楚洛衣抬眼看向身侧这个一次又一次靠近自己的男人,叹了口气,最终开口道:“北流云,松手。”
男人一动不动,紧闭着双眼,似乎仅仅是为了寻求一丝温度,对外界毫无所觉,楚洛衣正要掰开男人的大手,却不想,男人搂的更紧,她的头紧紧贴在他的胸膛,能够清楚的感受他跳动的心脏:“洛衣。。。”
楚洛衣周身一僵,漆黑的眸子在夜色中迸发出血色的迷雾,袖子里泛着银光的匕首一点点滑落出来,一点点探向男人的咽喉。
记忆一点点在脑海中蔓延开来,铺天盖地的血红,从帝都一直蔓延到郊外的河流,那是她楚家满门。

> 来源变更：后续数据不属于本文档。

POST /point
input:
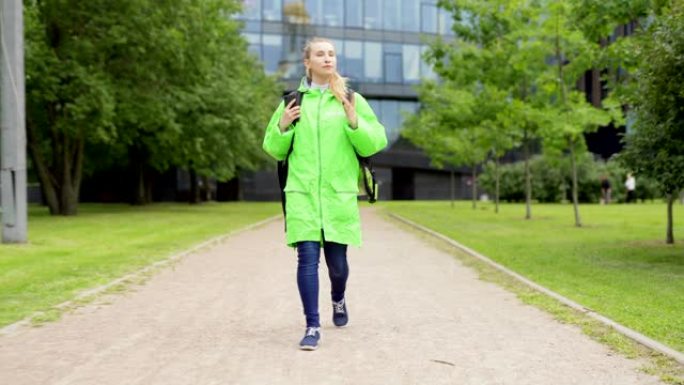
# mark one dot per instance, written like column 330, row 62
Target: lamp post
column 13, row 138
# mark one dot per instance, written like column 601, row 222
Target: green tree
column 445, row 129
column 70, row 99
column 656, row 146
column 143, row 84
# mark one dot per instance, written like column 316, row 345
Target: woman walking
column 321, row 148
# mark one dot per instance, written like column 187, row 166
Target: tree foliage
column 143, row 84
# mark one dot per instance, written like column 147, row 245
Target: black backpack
column 369, row 182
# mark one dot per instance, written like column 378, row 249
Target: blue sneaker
column 310, row 340
column 340, row 315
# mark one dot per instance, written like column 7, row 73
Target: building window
column 353, row 54
column 272, row 10
column 428, row 11
column 410, row 15
column 292, row 66
column 426, row 70
column 446, row 22
column 251, row 10
column 354, row 13
column 372, row 15
column 333, row 13
column 372, row 62
column 253, row 44
column 391, row 119
column 272, row 50
column 411, row 57
column 393, row 63
column 391, row 16
column 339, row 53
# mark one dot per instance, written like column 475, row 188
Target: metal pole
column 13, row 167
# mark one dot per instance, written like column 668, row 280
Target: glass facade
column 373, row 61
column 388, row 15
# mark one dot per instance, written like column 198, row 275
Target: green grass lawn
column 617, row 264
column 66, row 255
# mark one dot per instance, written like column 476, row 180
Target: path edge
column 18, row 325
column 624, row 330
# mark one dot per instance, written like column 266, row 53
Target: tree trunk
column 47, row 182
column 474, row 186
column 496, row 179
column 139, row 172
column 194, row 196
column 206, row 189
column 60, row 182
column 528, row 178
column 670, row 223
column 452, row 187
column 575, row 201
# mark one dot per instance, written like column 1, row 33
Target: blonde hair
column 338, row 84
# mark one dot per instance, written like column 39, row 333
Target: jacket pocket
column 295, row 184
column 345, row 186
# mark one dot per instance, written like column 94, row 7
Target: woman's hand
column 289, row 115
column 350, row 110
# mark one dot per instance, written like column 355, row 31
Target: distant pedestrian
column 630, row 185
column 605, row 190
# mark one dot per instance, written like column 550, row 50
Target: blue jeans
column 308, row 255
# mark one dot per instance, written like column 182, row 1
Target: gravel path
column 231, row 315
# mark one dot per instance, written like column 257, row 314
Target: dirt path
column 231, row 315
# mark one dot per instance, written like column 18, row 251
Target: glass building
column 379, row 48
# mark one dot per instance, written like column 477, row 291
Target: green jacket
column 322, row 182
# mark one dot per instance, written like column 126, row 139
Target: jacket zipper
column 320, row 161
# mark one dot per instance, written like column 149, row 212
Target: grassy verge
column 556, row 240
column 66, row 255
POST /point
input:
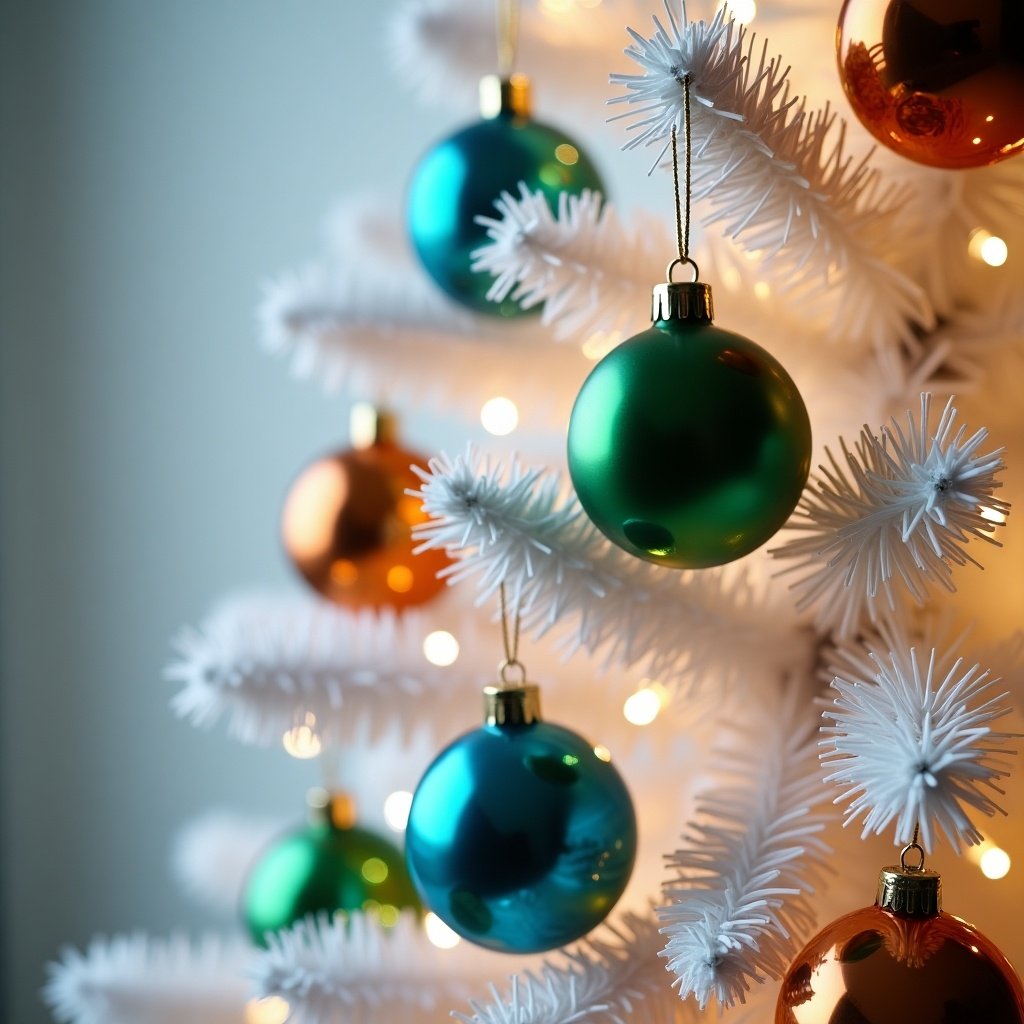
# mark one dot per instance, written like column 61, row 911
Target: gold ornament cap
column 682, row 300
column 331, row 808
column 505, row 96
column 512, row 705
column 910, row 890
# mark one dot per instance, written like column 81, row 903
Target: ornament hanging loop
column 511, row 671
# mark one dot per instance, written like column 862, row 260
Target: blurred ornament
column 327, row 866
column 347, row 524
column 461, row 177
column 938, row 81
column 901, row 960
column 688, row 445
column 521, row 837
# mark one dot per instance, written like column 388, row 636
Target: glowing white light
column 440, row 648
column 741, row 10
column 643, row 707
column 396, row 807
column 500, row 416
column 438, row 933
column 272, row 1010
column 994, row 863
column 301, row 740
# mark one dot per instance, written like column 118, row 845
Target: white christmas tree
column 847, row 641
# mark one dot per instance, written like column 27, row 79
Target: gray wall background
column 159, row 160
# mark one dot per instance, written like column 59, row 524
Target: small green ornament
column 688, row 445
column 326, row 866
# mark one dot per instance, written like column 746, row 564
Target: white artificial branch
column 268, row 665
column 512, row 525
column 134, row 979
column 739, row 904
column 912, row 742
column 342, row 970
column 900, row 511
column 616, row 979
column 588, row 270
column 775, row 175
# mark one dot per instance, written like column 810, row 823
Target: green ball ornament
column 328, row 866
column 460, row 178
column 688, row 445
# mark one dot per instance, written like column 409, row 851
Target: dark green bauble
column 689, row 445
column 328, row 866
column 460, row 178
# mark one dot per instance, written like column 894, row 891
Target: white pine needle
column 599, row 981
column 901, row 511
column 740, row 906
column 775, row 175
column 134, row 979
column 512, row 526
column 269, row 665
column 213, row 853
column 913, row 744
column 590, row 272
column 351, row 970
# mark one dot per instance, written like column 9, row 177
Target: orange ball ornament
column 940, row 82
column 901, row 960
column 347, row 526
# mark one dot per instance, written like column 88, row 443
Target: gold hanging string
column 682, row 197
column 511, row 643
column 508, row 36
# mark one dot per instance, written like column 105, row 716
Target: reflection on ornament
column 347, row 524
column 328, row 866
column 901, row 960
column 459, row 179
column 520, row 837
column 688, row 445
column 938, row 81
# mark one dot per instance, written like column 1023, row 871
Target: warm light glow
column 500, row 416
column 988, row 248
column 399, row 579
column 396, row 807
column 440, row 648
column 741, row 10
column 306, row 530
column 374, row 870
column 438, row 933
column 272, row 1010
column 567, row 155
column 994, row 863
column 301, row 740
column 643, row 707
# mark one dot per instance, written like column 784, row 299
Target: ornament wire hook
column 913, row 845
column 682, row 198
column 507, row 13
column 511, row 667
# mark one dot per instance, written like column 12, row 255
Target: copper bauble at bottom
column 940, row 82
column 347, row 526
column 875, row 967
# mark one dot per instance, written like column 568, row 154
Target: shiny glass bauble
column 325, row 868
column 875, row 967
column 688, row 445
column 347, row 526
column 521, row 838
column 938, row 81
column 460, row 178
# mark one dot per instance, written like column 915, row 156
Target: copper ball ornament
column 940, row 82
column 347, row 526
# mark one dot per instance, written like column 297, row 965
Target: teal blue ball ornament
column 460, row 178
column 521, row 837
column 688, row 445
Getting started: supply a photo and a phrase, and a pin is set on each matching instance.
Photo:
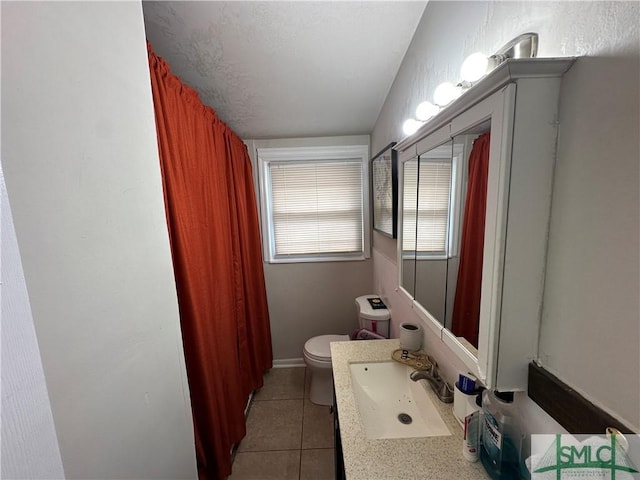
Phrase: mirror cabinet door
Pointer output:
(465, 259)
(435, 169)
(409, 222)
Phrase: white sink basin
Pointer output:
(385, 395)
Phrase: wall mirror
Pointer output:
(475, 190)
(384, 180)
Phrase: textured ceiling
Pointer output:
(286, 69)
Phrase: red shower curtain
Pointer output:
(215, 243)
(466, 307)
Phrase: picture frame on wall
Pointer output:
(384, 188)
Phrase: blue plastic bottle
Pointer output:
(501, 438)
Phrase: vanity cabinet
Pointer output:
(517, 104)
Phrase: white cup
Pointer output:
(410, 336)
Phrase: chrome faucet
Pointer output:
(442, 389)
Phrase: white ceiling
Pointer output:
(286, 69)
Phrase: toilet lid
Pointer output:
(319, 347)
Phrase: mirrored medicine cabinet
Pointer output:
(475, 195)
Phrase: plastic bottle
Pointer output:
(501, 437)
(471, 437)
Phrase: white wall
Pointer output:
(590, 327)
(80, 159)
(25, 401)
(309, 299)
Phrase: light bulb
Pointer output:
(445, 93)
(411, 126)
(474, 67)
(426, 110)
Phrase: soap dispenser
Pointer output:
(501, 436)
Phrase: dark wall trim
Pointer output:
(568, 407)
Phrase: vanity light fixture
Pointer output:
(477, 65)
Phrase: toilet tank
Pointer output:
(373, 319)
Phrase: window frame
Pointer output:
(268, 156)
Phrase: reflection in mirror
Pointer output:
(409, 218)
(465, 259)
(434, 184)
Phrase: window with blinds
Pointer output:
(314, 203)
(426, 216)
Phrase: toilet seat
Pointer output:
(319, 348)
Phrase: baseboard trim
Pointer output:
(288, 363)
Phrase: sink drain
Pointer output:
(405, 418)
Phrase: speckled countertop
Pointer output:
(411, 458)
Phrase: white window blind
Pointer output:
(431, 208)
(317, 207)
(314, 207)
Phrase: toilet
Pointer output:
(317, 350)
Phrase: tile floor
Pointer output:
(288, 437)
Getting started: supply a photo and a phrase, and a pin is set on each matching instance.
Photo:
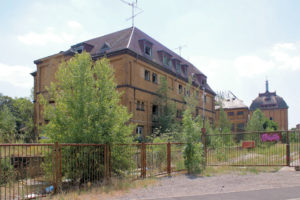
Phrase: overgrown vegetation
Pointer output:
(16, 120)
(86, 110)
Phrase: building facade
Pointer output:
(237, 112)
(139, 62)
(273, 106)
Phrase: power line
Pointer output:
(134, 8)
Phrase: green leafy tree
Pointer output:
(24, 119)
(194, 160)
(7, 125)
(87, 110)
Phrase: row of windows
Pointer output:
(154, 76)
(230, 114)
(239, 127)
(181, 89)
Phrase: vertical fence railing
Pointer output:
(36, 170)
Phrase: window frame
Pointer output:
(147, 75)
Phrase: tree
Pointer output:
(166, 122)
(224, 124)
(7, 125)
(87, 108)
(24, 119)
(194, 159)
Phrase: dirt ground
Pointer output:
(183, 185)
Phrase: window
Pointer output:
(147, 75)
(240, 127)
(197, 94)
(240, 113)
(142, 106)
(154, 110)
(148, 50)
(178, 68)
(232, 127)
(139, 131)
(179, 114)
(154, 77)
(179, 89)
(230, 114)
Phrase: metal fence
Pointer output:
(29, 171)
(253, 149)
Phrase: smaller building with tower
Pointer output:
(273, 106)
(237, 112)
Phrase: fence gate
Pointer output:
(294, 138)
(253, 149)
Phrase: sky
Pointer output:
(238, 44)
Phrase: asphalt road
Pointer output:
(287, 193)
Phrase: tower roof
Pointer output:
(268, 100)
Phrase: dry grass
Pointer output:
(115, 188)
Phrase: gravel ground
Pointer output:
(183, 185)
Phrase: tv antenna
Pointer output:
(180, 48)
(133, 5)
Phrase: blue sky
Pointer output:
(236, 43)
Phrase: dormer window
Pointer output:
(167, 60)
(79, 48)
(105, 47)
(177, 66)
(146, 47)
(184, 69)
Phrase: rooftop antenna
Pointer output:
(180, 48)
(133, 5)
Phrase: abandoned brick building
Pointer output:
(273, 106)
(138, 61)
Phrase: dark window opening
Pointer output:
(179, 114)
(148, 50)
(154, 110)
(230, 113)
(240, 113)
(240, 127)
(180, 89)
(232, 127)
(147, 75)
(139, 131)
(142, 106)
(154, 77)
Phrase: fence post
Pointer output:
(288, 152)
(107, 156)
(143, 160)
(169, 158)
(203, 130)
(57, 167)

而那个男人却踩着她满门的鲜血谈笑风生,唤着她:“洛衣。。洛衣。。这是我送给你的礼物,喜欢么。。”
“洛衣。。。洛衣。。。你是我见过最美的女子。。”
“欧阳千城,不许再这么叫我。。让人听见了实在是有损我的威名。”女子意气风发的扬起脑袋,娇斥着面前的男子,耳根处却微微发红。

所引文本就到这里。